[<<Содержание] [Архив]       ЛЕХАИМ  ЯНВАРЬ 2011 ТЕВЕТ 5771 – 1(225)

 

ВООБРАЖАРИУМ

Аркан Карив

I

В августе 1988-го надо мной стебался весь Коктебель. Отгородившись зыбким экраном сосредоточенности от девушек, моря и болтовни, я учил польский язык, который сулил мне в ближайшем будущем такие приключения, что любой пляжный роман казался рядом с ними детсадовской забавой. Но я не был суперменом, только строил его из себя. Поэтому детсадовская забава меня нашла, и я оказался по уши втянут в любовный треугольник при участии будущего писателя и ресторатора Димы Липскерова. В результате польским я тоже овладел, но так себе, на троечку. В любви не следует разбрасываться.
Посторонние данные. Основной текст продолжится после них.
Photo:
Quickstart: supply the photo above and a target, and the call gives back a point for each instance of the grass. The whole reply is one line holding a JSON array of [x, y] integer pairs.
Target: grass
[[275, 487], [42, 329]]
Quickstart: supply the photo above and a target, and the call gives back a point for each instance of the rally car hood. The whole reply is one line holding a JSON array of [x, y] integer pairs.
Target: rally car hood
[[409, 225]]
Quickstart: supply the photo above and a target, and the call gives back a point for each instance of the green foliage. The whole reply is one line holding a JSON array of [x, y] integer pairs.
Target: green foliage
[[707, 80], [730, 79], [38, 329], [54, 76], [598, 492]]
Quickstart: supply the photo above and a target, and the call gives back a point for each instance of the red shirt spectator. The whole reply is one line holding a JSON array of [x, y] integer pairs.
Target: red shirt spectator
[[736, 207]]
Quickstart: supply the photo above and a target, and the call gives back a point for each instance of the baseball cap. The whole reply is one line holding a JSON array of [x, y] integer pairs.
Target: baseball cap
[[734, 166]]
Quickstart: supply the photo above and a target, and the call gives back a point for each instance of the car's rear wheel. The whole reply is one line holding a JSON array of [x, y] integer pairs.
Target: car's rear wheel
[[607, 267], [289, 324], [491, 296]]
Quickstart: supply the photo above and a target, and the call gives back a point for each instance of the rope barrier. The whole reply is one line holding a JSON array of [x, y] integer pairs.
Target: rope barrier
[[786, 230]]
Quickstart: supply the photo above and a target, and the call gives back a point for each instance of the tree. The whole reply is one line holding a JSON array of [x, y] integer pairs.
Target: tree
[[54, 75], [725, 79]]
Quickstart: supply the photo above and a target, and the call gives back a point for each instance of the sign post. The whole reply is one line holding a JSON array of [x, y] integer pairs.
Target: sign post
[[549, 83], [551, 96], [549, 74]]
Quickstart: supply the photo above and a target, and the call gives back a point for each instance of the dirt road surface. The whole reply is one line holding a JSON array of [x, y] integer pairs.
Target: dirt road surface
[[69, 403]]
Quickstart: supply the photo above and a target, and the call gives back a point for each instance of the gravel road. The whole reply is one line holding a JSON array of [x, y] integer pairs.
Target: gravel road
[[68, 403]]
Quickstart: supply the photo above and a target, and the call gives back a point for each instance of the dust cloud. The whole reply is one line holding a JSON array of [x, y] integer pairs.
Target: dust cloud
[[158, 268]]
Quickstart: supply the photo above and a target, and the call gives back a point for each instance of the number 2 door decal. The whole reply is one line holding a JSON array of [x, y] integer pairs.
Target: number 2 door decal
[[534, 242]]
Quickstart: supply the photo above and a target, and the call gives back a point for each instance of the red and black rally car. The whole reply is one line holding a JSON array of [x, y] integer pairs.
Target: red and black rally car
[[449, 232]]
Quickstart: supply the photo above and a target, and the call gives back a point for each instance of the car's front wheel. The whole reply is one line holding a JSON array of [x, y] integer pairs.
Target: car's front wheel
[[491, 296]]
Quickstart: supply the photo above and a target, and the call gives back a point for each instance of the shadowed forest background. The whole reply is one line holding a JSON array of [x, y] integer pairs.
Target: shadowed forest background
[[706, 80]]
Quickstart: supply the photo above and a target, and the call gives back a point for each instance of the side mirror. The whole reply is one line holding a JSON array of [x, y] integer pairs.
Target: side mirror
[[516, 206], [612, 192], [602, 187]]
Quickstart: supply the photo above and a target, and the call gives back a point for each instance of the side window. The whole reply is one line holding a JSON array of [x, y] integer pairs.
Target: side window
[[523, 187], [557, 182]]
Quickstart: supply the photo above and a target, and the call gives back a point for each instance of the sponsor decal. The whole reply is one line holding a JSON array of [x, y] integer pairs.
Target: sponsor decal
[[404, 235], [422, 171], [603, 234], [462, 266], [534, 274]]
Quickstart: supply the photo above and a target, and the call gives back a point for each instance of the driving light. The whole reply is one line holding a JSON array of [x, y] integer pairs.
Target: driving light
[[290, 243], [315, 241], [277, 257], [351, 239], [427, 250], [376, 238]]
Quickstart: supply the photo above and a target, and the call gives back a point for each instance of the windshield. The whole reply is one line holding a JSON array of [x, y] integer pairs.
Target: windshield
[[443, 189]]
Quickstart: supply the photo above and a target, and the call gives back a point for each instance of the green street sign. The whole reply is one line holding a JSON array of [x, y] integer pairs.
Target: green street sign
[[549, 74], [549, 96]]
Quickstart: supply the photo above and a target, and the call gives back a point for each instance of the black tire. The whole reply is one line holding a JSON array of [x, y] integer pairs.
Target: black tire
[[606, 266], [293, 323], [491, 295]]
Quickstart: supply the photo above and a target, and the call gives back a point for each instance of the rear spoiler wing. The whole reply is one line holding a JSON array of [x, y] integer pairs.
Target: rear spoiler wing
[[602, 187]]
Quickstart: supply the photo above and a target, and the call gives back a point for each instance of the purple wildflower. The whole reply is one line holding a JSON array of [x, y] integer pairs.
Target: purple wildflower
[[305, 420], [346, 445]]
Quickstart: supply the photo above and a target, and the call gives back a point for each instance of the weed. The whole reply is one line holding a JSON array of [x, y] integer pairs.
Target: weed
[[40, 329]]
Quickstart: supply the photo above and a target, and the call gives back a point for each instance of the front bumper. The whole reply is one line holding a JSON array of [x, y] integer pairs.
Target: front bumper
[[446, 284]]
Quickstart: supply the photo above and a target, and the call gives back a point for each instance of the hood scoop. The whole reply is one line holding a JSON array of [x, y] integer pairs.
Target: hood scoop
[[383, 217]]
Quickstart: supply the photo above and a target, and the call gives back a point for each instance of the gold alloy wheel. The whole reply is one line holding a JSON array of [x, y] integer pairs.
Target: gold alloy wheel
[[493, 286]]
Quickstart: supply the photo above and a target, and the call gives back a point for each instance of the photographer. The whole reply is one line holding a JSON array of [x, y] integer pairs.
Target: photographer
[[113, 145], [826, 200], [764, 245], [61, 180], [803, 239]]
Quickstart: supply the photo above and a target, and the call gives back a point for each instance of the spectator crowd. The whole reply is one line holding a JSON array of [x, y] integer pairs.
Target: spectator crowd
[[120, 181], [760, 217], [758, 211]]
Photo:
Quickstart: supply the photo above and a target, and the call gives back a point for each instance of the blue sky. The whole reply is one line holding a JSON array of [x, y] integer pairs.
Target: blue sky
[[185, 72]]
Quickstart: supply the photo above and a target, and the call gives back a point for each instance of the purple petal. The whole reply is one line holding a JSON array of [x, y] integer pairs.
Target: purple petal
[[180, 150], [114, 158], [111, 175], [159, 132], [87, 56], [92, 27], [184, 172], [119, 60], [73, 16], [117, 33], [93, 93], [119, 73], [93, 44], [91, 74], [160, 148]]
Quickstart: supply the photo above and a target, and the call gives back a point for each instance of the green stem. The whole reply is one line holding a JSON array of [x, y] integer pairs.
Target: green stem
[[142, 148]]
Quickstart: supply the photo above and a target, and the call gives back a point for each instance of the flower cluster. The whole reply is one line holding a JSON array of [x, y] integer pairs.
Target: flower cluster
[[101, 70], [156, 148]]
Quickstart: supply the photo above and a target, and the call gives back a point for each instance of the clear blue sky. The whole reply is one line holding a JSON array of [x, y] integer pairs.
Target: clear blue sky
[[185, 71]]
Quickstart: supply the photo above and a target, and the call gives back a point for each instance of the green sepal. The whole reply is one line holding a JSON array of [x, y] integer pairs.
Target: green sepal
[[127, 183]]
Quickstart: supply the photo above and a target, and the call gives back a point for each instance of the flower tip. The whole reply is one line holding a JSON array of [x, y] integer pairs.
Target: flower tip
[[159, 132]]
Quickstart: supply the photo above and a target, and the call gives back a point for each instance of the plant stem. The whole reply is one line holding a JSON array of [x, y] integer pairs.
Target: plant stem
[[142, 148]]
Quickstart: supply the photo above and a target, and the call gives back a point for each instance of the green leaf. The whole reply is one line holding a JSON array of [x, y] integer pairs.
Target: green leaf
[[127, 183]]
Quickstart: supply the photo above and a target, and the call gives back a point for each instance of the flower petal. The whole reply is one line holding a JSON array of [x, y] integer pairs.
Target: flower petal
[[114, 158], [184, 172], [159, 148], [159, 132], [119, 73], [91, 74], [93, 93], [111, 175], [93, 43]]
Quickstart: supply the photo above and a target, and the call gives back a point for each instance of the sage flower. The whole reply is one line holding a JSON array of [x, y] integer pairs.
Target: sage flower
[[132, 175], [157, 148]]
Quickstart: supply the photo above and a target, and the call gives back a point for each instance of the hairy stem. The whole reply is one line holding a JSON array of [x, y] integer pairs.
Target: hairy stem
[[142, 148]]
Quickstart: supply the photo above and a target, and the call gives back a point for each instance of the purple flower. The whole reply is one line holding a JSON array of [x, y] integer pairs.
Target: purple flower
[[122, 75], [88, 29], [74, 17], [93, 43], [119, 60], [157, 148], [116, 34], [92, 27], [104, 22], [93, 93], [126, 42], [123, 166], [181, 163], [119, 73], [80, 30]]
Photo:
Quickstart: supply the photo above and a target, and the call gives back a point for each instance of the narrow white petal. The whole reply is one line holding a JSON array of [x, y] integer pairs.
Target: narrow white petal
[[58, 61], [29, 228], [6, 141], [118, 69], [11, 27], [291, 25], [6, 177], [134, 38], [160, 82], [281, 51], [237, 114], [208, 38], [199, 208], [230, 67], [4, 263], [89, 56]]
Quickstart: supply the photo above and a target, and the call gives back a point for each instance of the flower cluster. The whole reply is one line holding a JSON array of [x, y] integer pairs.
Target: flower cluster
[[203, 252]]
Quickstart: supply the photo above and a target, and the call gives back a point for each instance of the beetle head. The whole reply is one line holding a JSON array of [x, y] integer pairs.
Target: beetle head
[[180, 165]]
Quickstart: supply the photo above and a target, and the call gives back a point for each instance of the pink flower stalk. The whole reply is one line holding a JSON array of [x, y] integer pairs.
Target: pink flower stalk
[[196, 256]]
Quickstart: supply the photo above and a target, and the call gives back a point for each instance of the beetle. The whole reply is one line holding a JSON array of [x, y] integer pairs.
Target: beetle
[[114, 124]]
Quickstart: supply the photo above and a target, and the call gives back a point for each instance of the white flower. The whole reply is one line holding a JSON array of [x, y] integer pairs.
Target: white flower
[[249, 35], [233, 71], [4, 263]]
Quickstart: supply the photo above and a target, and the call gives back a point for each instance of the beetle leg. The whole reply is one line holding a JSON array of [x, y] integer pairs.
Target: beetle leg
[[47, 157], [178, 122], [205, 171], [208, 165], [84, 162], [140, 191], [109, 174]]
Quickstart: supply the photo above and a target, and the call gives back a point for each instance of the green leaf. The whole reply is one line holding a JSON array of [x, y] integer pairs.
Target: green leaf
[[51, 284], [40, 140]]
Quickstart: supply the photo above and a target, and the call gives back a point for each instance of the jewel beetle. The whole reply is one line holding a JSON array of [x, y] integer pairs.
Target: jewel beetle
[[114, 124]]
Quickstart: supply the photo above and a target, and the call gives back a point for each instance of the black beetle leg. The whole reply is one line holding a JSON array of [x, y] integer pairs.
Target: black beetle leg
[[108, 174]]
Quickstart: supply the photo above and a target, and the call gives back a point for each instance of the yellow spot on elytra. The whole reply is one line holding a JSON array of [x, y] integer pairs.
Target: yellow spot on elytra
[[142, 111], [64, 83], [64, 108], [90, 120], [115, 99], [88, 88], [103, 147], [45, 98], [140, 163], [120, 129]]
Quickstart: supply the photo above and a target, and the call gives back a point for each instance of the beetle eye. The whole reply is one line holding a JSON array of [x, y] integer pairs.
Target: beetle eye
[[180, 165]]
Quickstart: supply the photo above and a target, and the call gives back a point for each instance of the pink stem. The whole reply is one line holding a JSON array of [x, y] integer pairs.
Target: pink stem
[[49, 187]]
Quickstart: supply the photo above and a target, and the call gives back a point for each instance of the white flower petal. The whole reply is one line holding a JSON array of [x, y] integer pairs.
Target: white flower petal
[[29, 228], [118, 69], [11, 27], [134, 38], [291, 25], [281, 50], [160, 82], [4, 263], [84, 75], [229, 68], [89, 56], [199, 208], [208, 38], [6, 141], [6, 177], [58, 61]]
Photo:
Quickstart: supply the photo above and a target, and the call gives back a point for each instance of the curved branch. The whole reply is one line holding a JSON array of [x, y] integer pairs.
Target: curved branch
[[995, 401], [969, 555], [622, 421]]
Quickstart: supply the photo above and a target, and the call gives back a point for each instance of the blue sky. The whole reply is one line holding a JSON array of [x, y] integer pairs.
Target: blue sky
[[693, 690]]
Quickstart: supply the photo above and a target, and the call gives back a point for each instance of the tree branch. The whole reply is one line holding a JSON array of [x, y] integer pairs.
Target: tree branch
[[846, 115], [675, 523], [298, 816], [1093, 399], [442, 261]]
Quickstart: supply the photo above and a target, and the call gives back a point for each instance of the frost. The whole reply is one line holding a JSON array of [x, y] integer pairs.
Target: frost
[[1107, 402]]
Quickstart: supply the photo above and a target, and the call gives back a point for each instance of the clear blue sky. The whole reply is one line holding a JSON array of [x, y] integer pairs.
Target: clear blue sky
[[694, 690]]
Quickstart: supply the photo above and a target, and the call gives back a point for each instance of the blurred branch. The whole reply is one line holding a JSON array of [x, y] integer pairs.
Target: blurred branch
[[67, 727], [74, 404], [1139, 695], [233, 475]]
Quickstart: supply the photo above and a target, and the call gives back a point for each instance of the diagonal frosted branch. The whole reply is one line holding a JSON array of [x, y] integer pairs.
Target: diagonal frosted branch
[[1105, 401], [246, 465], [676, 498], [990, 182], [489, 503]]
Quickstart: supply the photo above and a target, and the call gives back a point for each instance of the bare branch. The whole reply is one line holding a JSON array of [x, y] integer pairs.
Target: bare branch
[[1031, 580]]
По моим наблюдениям, к польскому языку не бывает равнодушного отношения: его либо обожают, либо терпеть не могут. Пшепрашам, не пшешкадзам?[1] Кто-то скажет, что его бесят все эти пше, да и сами пшеки, а у меня от польских шипящих весна на сердце. Другими бескорыстными составляющими любви к польскому были Эва Демарчик[2], Марыля Родович, «Червоны гитары»[3], пушкинские переводы Мицкевича и восстание в Варшавском гетто, в котором я часто воображал свое героическое участие и трагическую гибель. Польский язык, кстати, реабилитирует слово «жид». На нем запросто можно сказать «jestem żydеm», и это будет означать всего лишь то, что я еврей.

Но имелся к Польше и корыстный интерес. В тогдашней политической географии она была первым пунктом на пути к свободе, то есть первой, почти полноценной заграницей. А заграница, когда в нее не пускают, становится настоящим идефиксом. Юрий Дружников написал блестящую книгу, которая называется «Узник России». Это увлекательный рассказ о том, как Пушкин с юности пытался побывать за границей, а живя в Одессе, даже планировал побег, но так до конца жизни за границей и не побывал. Трудно сказать, пошел ли отказ в выезде на пользу Пушкину и Юрию Дружникову, – это надо у них спросить, но пушкинистика, безусловно, обогатилась.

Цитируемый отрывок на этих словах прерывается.